10〜20代=カフェポップ・ネオフューチャー、20〜30代=インダストリアル・ナチュラル・北欧、30〜40代=モダン・和モダン・ヴィンテージ、40代以上=ラグジュアリー・モダン・和モダンが王道です。

軸③|ブランドトーン(明るさ・落ち着き・刺激)

明るく開放的にしたい→ナチュラル・北欧・カフェポップ、落ち着いた知的な雰囲気→モダン・和モダン・ミニマル、刺激的・記憶に残したい→インダストリアル・ヴィンテージ・ネオフューチャーという対応が目安です。

デザインスタイル診断シミュレーター

業態・主たるターゲット年齢層・ブランドトーンの3軸を入力すると、適合度の高いデザインスタイルを2〜3案提示します。
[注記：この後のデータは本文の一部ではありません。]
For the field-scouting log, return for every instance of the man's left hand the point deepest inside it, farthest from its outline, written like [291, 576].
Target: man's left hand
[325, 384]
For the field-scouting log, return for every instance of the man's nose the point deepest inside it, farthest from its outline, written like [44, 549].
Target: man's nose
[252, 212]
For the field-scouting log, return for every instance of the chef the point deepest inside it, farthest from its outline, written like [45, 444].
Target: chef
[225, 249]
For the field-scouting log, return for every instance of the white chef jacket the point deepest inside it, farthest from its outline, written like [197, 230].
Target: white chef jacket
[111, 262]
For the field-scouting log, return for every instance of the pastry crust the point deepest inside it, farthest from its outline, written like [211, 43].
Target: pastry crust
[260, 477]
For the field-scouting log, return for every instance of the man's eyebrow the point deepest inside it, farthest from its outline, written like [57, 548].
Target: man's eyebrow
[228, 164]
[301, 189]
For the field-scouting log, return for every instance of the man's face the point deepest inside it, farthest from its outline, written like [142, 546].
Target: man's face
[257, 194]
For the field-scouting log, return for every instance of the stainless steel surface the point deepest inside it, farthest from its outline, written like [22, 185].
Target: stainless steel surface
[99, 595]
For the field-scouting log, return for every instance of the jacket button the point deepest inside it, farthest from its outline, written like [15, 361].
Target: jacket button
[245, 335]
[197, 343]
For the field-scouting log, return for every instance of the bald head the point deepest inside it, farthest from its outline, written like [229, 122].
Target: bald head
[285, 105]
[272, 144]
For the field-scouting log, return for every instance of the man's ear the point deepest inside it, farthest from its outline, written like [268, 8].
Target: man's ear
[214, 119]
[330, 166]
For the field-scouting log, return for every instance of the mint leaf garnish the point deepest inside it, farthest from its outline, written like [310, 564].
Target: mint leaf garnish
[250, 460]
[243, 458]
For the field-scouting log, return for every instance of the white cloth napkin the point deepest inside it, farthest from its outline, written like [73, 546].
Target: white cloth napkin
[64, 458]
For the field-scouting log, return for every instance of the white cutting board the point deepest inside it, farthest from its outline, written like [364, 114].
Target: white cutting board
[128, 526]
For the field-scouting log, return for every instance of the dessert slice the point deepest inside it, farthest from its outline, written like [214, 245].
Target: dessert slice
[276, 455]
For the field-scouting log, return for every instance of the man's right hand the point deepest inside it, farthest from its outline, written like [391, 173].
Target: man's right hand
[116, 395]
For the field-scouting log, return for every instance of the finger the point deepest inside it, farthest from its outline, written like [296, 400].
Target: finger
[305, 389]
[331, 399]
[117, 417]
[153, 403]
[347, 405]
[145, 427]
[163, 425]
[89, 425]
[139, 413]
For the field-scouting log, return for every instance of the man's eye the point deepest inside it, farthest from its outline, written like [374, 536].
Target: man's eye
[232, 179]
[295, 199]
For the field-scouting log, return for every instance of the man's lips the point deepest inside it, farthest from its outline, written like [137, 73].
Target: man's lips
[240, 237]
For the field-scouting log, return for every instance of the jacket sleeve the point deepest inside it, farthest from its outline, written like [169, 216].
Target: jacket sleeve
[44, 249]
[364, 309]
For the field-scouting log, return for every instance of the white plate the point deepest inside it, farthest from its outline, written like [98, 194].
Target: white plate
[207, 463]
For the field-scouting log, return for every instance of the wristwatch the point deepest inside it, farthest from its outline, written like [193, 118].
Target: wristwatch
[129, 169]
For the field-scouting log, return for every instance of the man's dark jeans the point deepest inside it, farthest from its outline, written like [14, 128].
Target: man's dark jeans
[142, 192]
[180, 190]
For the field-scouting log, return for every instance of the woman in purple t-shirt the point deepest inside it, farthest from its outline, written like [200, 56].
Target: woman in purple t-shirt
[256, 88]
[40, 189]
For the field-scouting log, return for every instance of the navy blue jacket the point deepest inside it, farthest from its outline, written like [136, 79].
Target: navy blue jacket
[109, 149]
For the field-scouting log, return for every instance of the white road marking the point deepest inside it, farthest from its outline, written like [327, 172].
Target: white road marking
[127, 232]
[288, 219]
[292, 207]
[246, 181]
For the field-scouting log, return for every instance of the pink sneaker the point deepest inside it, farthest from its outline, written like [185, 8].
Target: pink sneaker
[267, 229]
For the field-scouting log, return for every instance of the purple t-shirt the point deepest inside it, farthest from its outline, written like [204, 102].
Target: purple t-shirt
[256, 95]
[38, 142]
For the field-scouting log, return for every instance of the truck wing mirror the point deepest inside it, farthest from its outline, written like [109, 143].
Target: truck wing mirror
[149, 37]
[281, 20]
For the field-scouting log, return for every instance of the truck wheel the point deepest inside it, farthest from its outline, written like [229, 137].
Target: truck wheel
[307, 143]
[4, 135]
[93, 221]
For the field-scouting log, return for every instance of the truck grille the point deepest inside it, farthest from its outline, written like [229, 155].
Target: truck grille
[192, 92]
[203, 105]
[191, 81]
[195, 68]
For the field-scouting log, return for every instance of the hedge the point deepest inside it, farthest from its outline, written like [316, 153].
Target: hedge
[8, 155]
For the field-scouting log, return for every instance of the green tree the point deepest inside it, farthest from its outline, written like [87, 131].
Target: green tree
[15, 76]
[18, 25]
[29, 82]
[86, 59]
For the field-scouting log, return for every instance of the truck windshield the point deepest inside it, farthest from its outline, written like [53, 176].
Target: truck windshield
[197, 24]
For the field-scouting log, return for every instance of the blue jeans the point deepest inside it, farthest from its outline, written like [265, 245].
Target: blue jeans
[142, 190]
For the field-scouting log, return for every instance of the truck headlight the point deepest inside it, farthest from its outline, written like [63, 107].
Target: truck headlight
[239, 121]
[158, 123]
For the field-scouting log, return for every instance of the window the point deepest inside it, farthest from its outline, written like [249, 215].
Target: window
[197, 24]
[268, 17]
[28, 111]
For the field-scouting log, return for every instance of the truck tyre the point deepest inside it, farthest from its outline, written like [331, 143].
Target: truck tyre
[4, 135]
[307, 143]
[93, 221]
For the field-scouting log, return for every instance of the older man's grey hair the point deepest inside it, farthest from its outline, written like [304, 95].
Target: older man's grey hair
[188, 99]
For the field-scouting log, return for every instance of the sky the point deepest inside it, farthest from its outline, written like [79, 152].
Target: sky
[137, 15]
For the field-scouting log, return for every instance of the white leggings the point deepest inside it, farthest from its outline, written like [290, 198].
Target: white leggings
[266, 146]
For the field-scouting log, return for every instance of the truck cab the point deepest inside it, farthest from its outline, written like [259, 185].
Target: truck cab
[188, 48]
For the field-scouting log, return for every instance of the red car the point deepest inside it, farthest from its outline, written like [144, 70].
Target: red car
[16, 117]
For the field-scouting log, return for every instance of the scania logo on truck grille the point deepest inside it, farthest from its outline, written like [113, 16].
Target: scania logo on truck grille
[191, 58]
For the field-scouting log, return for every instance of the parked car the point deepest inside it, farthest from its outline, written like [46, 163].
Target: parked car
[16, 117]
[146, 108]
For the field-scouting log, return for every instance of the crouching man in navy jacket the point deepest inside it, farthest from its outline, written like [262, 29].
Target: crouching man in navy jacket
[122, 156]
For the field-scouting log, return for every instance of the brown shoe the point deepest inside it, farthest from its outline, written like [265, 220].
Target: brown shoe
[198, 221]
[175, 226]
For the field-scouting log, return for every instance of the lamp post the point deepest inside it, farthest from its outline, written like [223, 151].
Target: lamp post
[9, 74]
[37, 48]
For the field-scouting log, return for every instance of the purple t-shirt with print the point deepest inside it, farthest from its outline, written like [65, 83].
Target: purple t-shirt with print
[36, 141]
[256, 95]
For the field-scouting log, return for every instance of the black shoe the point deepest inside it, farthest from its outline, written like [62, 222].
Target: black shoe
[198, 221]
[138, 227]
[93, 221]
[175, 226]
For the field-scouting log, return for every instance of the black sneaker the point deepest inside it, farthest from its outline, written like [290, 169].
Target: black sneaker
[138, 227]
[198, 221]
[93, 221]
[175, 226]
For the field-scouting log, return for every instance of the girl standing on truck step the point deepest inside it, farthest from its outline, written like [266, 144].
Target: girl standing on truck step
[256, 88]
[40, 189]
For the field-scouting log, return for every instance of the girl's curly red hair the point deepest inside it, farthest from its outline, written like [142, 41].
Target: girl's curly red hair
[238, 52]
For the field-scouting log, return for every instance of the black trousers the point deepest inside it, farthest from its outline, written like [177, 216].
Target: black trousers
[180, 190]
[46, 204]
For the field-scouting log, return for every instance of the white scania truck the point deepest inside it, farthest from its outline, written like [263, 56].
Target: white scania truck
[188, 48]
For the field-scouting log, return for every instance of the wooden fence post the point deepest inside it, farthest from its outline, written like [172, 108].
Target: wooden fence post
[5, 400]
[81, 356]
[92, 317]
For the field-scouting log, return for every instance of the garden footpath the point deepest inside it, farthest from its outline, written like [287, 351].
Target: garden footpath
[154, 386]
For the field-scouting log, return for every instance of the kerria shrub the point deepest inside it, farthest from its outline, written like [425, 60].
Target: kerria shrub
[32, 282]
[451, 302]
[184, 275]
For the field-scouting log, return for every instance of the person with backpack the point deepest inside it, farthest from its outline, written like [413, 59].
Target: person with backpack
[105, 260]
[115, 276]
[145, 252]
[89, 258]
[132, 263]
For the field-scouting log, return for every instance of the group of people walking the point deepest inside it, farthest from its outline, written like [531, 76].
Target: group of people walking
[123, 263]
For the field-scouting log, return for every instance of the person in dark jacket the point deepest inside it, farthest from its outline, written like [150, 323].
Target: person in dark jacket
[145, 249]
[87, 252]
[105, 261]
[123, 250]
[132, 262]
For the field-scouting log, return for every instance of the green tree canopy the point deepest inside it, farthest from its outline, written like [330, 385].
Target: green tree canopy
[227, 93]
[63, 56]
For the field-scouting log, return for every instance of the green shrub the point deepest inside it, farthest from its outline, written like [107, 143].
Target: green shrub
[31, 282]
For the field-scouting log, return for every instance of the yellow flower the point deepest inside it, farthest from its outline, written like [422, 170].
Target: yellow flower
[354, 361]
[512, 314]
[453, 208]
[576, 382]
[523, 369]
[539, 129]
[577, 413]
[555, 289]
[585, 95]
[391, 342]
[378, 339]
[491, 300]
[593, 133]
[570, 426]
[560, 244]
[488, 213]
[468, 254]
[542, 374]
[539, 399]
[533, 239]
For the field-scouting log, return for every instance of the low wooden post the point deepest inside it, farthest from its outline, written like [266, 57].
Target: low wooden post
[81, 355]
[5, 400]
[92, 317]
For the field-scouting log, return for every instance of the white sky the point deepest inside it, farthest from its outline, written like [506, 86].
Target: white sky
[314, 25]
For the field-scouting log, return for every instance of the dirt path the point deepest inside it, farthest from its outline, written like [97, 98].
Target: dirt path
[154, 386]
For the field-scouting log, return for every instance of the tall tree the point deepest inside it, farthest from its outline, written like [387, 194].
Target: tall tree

あくまで初期検討の起点として、デザイン会社との打合せ時のたたき台にご活用ください。

🎨 デザインスタイル診断




ブランドコンセプトの立案フロー

店舗デザインを始める前に「ブランドコンセプト」を文書化することが、デザインの軸を作る最重要ステップです。コンセプトが固まっていないと、デザインに迷いが出て、内装会社・デザイン事務所への要求も曖昧になり、結果として「どこかで見たような店」になりがちです。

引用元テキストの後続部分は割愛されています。